Issikiopteryx sphaeristis

Scientific classification
- Kingdom: Animalia
- Phylum: Arthropoda
- Class: Insecta
- Order: Lepidoptera
- Family: Lecithoceridae
- Genus: Issikiopteryx
- Species: I. sphaeristis
- Binomial name: Issikiopteryx sphaeristis (Meyrick, 1908)
- Synonyms: Timyra sphaeristis Meyrick, 1908 ; Olbothrepta sphaeristis ;

= Issikiopteryx sphaeristis =

- Authority: (Meyrick, 1908)

Species of moth

Issikiopteryx sphaeristis is a moth in the family Lecithoceridae.

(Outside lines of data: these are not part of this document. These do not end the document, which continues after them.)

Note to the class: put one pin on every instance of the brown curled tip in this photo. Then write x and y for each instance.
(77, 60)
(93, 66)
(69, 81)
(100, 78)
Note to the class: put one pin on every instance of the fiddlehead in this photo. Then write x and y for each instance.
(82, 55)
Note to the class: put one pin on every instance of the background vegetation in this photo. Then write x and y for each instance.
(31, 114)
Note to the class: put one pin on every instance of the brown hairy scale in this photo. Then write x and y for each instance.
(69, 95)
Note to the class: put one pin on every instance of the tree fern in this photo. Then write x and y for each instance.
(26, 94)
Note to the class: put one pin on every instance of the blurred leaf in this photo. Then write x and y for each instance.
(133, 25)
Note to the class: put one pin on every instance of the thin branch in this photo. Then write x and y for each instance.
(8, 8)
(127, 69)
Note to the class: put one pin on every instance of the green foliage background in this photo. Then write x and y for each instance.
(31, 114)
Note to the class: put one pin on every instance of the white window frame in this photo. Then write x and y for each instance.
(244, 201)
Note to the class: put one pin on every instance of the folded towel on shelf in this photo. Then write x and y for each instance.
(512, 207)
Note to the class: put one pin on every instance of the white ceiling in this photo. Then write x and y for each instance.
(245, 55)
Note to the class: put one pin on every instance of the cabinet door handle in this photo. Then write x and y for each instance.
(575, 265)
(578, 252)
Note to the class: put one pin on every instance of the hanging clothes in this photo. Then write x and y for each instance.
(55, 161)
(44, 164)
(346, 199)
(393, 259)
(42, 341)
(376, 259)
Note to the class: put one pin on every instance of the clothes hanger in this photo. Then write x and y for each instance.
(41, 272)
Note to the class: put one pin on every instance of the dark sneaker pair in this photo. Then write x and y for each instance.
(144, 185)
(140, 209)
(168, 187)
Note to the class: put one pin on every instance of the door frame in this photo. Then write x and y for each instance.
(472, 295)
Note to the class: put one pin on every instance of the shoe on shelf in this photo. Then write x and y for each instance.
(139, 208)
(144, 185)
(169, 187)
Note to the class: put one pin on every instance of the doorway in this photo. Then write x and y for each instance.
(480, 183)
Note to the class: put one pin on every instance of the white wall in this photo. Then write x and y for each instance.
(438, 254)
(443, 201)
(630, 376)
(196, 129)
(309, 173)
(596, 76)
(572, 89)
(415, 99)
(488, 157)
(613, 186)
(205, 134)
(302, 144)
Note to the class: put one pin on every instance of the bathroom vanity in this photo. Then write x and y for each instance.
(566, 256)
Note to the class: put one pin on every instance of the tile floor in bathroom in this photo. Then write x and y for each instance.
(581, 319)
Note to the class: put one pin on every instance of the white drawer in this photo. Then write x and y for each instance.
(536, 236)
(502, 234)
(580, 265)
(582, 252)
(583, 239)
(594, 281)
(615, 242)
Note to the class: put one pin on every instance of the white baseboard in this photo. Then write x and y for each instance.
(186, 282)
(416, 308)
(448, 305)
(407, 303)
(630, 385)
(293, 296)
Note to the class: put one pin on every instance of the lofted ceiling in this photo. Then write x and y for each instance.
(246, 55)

It is found in southern India.

The wingspan is 16–17 mm. The forewings are ochreous-yellow with a dark fuscous basal median dot and a moderate oblique fuscous fascia from near the costa at one-fourth to the middle of the dorsum, as well as a round fuscous blotch resting on the dorsum before the tornus and reaching four-fifths across the wing. There is also a triangular patch of fuscous suffusion resting on the termen. The hindwings are pale whitish-yellowish, in males with the basal half mostly occupied by a patch of modified brownish scales, including a long expansible pencil of brown hairs from the base in a submedian groove.